Explicamos o boato sobre o imposto único de 44% sobre aluguel, por que ele não foi criado, e como a soma da alíquota máxima do IR com parcela do IVA pode gerar esse número
Circulam nas redes sociais afirmações de que o governo teria criado um imposto único de 44% sobre aluguel, especialmente em contratos de curta duração, causando preocupação entre anfitriões e proprietários.
O motivo da divulgação é uma simulação que combina diferentes tributos, mas a interpretação das postagens confunde criação de um novo tributo com o simples somatório de alíquotas já existentes.
Ao final desta introdução, trazemos a fonte que desmentiu a existência do tributo único e explicamos como o percentual foi calculado nas simulações, e o que isso significa na prática.

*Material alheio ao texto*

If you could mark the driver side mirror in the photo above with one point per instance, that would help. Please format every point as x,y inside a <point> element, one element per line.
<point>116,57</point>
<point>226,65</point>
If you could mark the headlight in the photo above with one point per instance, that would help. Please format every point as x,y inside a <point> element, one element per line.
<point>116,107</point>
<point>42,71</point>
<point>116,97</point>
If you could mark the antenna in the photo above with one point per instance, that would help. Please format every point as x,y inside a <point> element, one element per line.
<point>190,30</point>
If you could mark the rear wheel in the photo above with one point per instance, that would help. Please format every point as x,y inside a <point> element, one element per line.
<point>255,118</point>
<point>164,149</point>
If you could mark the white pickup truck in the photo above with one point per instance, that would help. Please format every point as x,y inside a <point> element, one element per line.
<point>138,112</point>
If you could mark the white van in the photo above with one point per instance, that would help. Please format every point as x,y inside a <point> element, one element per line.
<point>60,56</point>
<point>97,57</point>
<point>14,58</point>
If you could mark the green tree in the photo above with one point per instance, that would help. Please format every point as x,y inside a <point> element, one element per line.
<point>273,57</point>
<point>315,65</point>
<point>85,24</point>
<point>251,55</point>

conforme informação divulgada pelo g1
O que circulou e a checagem
De acordo com a matéria, a peça compartilhada afirma, em seus termos, que “Post diz que governo aprovou tarifa de 44% sobre aluguéis de curta duração, mas Receita nega existência desse tributo.” Essa descrição chama atenção para a diferença entre o que foi publicado nas redes e o que é fato.
Também foi registrada a observação de que “Especialistas explicam que só é possível chegar a esse número em simulação que considera alíquota máxima do IR mais uma porcentagem da alíquota do IVA.” Essas explicações mostram que não houve criação de um imposto novo com etiqueta única de 44%.
Como a conta que chega a 44% é feita
O percentual de 44% aparece quando alguém soma tributos que incidem sobre o rendimento do aluguel em determinadas situações, por exemplo, aplicando a alíquota máxima do Imposto de Renda e incluindo, em seguida, uma parcela correspondente ao imposto sobre valor agregado, conforme a simulação citada pela checagem.
Isso não significa que exista uma cobrança única denominada “imposto de 44%”, mas sim que, dependendo do enquadramento tributário e de como os tributos são calculados, a carga total efetiva pode atingir um valor próximo ao indicado na simulação.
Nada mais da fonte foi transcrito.